Ten opis to garstka jej przygód. Musicie sięgnąć po tą książkę, ze względu na Liu. Mała chmura , to znaczy jej imię..taka mała a tak dużo dźwiga.
Płatki wspomnień to niezwykła historia młodej Chinki, która opowie swoje życie w magiczny sposób. Płatki wspomnień to historia o której będzie głośno. Płatki wspomnień to książka, która jednym skradnie serca, innym zajmie tylko czas. Wywoła wiele emocji i często usłyszymy, że jest podobna do 50 Twarzy Greya. O ile seria 50 twarzy miała ogromną reklamę, rozwlekana była ile tylko można, pisana o wszystkim i bez emocji, o tyle to porównanie to wręcz obelga. O co więc chodzi? Mamy motyw kobiety, która jest uległą i mężczyzny, który jest Panem. Poszukiwanie miłości, odepchnięcie jej, porwanie, erotyzm i fetysze. To cechy wspólne obu książek. Jest jednak jedno wielkie ale. Płatki wspomnień to książka, która opisuje to wszystko sto razy lepiej.
Po opisie z tyłu książki, myślałam, że będzie zwykły romans. Po przeczytaniu pierwszych stron wiedziałam, że nie będzie to zwykłą lektura do łóżka. Autorka zaskoczyła mnie bardzo pozytywnie. Zapewniła mi historię pełną mroczności, namiętności i kontrowersji. Zabrała mnie do świata pełnego namiętności, grozy a nawet chwilowego obrzydzenia.
" Czy już mówiłem, że czasami nie ogarniam i nawet nie próbuje zgadywać, jakie tajemnicze procesy zachodzą pod czaszką kobiety"
Główną bohaterką jest Liu, która stworzona jest na delikatną i wątłą postać, skrywającą potwory przeszłości. Z jej ust nigdy nie wyjdzie żadna skarga, ba z jej ust zawsze padnie podziękowanie. Uległa, która wiele zniosła. Podobno każdy chciał by doceniła troskę o nią i ofiarowane uczucie. Jednak po przeczytaniu sytuacji jakie znosiła, zadamy sobie pytanie, ile jest w stanie udźwignąć człowiek w imię miłości?.

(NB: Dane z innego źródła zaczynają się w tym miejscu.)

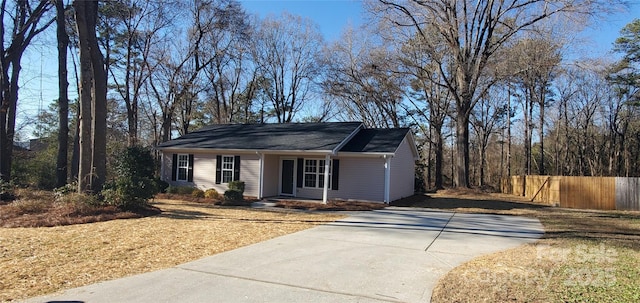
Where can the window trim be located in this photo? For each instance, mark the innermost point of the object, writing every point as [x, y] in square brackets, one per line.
[185, 167]
[319, 175]
[223, 169]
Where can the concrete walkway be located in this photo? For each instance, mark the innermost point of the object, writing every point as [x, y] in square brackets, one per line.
[391, 255]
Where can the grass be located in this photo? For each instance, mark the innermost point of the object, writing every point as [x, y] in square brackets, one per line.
[584, 256]
[37, 261]
[34, 208]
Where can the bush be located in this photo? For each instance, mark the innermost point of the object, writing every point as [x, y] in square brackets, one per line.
[237, 185]
[211, 193]
[180, 190]
[6, 191]
[233, 195]
[197, 193]
[135, 184]
[68, 189]
[161, 185]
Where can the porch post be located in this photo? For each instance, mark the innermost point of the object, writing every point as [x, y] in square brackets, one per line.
[325, 189]
[261, 177]
[387, 178]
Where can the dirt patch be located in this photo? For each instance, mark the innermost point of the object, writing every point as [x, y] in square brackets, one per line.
[584, 256]
[467, 202]
[37, 261]
[330, 206]
[43, 209]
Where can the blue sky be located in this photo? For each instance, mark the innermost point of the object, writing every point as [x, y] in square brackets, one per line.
[332, 16]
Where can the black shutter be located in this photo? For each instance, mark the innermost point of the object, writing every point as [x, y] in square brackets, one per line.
[190, 173]
[335, 174]
[300, 172]
[236, 168]
[218, 169]
[174, 167]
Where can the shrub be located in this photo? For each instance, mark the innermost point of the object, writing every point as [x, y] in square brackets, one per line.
[180, 190]
[233, 195]
[211, 193]
[135, 184]
[68, 189]
[161, 185]
[30, 206]
[6, 190]
[237, 185]
[197, 193]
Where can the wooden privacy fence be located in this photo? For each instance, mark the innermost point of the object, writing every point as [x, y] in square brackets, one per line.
[605, 193]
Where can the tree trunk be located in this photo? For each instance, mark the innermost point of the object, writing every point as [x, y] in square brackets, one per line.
[63, 99]
[541, 170]
[99, 106]
[439, 154]
[93, 105]
[86, 84]
[462, 147]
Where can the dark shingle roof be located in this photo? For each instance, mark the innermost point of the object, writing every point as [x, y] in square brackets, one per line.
[293, 136]
[377, 140]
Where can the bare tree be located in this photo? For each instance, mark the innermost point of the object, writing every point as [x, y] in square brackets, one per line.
[486, 119]
[130, 28]
[22, 20]
[365, 78]
[63, 98]
[287, 50]
[93, 104]
[474, 32]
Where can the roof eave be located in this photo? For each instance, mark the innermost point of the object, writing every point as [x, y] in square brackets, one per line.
[244, 151]
[347, 139]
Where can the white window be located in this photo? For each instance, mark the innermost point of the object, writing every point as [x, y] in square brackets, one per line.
[314, 173]
[227, 169]
[183, 167]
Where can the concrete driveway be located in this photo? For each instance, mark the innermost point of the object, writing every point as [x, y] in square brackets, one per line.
[390, 255]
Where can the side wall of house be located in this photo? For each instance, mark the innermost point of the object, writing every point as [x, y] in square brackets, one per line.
[204, 172]
[402, 172]
[359, 179]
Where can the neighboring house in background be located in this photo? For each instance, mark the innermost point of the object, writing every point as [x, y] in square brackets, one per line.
[291, 160]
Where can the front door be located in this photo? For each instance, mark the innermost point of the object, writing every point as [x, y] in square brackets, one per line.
[287, 178]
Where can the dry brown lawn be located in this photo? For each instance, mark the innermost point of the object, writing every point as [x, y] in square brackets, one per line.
[584, 256]
[37, 261]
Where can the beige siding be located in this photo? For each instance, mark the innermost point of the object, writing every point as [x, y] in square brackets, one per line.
[204, 172]
[402, 172]
[360, 179]
[272, 175]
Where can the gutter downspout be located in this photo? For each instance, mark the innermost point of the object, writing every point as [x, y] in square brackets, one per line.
[387, 178]
[325, 188]
[261, 177]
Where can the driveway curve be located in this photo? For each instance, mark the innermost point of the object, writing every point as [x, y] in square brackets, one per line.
[390, 255]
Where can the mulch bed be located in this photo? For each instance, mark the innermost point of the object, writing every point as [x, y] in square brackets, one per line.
[330, 206]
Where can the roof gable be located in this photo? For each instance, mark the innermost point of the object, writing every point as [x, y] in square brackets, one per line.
[289, 136]
[376, 140]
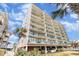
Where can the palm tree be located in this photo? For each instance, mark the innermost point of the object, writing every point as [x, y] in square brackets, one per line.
[62, 11]
[22, 34]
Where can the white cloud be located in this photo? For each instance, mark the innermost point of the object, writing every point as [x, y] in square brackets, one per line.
[71, 26]
[74, 16]
[5, 6]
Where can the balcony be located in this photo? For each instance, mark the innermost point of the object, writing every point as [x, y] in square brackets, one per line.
[36, 41]
[37, 13]
[36, 30]
[36, 25]
[36, 22]
[37, 18]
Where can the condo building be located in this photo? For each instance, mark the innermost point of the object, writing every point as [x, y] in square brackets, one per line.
[42, 31]
[3, 29]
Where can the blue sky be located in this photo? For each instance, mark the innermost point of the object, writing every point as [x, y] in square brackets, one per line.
[17, 12]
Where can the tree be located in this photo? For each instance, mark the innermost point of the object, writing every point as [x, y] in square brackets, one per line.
[62, 11]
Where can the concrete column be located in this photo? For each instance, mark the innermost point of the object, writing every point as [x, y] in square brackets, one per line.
[45, 49]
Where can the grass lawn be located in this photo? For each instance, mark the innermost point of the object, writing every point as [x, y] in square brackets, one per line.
[64, 53]
[2, 52]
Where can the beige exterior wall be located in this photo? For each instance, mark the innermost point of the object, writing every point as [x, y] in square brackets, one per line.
[43, 30]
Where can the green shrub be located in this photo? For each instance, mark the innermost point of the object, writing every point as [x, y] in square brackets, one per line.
[34, 52]
[20, 53]
[2, 52]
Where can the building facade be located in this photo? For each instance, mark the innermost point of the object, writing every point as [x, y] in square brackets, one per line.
[3, 29]
[41, 31]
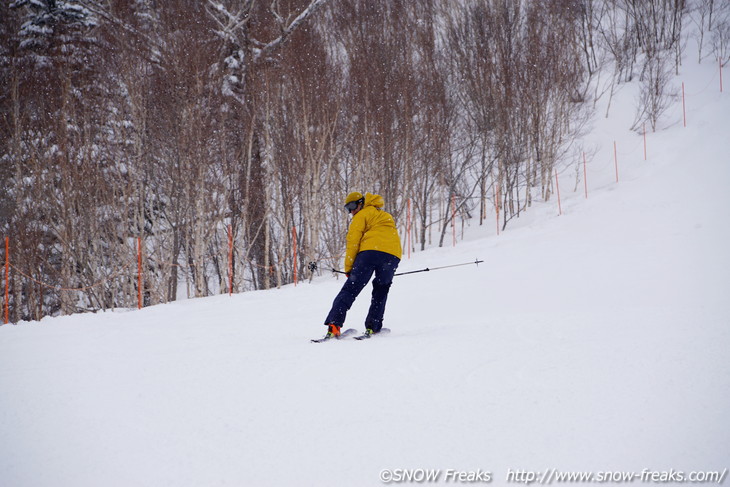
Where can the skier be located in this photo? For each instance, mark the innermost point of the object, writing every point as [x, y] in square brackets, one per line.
[373, 246]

Z czasem, do naszej lektury dołącza Robert i Malcolm. Malcolma mieliśmy już szansę poznać z krótkiego wstępu na początku mojej recenzji. Jak sami widzicie, zawsze musi mieć coś do powiedzenia. Pracuje jako pomocnik Roberta.
No właśnie ale kim jest Robert? To mężczyzna z nizin społecznych, któremu udało się wyjść na prostą. Jest biznesmenem, którego nie interesuje co powiedzą inni. Idzie własnymi ścieżkami, popełnia błędy, lecz mimo bogactwa nie tworzy kogoś innego. Jest po prostu sobą.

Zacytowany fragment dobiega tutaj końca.